Homicide and impunity: an ecological analysis at state level in Brazil
Bibliographic record
Abstract
OBJECTIVE: To assess a new impunity index and variables that have been found to predict variation in homicide rates in other geographical levels as predictive of state-level homicide rates in Brazil. METHODS: This was a cross-sectional ecological study.

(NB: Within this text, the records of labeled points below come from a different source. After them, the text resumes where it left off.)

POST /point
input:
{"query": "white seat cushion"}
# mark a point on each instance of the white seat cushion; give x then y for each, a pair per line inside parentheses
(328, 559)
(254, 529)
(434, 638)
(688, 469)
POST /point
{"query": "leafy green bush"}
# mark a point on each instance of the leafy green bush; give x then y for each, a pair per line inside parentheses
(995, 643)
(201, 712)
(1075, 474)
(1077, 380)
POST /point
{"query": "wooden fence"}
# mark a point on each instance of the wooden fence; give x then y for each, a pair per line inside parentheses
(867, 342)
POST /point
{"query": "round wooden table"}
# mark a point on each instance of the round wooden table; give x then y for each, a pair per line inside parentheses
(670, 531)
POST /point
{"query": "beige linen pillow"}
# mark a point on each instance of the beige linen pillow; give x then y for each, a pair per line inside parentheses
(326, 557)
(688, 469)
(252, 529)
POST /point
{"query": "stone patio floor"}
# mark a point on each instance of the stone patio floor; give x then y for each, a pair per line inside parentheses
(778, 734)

Data from the mortality information system relating to the 27 Brazilian states for the years 1996 to 2005 were analyzed. The outcome variables were taken to be homicide victim rates in 2005, for the entire population and for men aged 20-29 years. Measurements of economic and social development, economic inequality, demographic structure and life expectancy were analyzed as predictors. An 'impunity index', calculated as the total number of homicides between 1996 and 2005 divided by the number of individuals in prison in 2007, was constructed. The data were analyzed by means of simple linear regression and negative binomial regression. RESULTS: In 2005, state-level crude total homicide rates ranged from 11 to 51 per 100,000; for young men, they ranged from 39 to 241. The impunity index ranged from 0.4 to 3.5 and was the most important predictor of this variability. From negative binomial regression, it was estimated that the homicide victim rate among young males increased by 50% for every increase of one point in this ratio. CONCLUSIONS: Classic predictive factors were not associated with homicides in this analysis of state-level variation in Brazil. However, the impunity index indicated that the greater the impunity, the higher the homicide rate.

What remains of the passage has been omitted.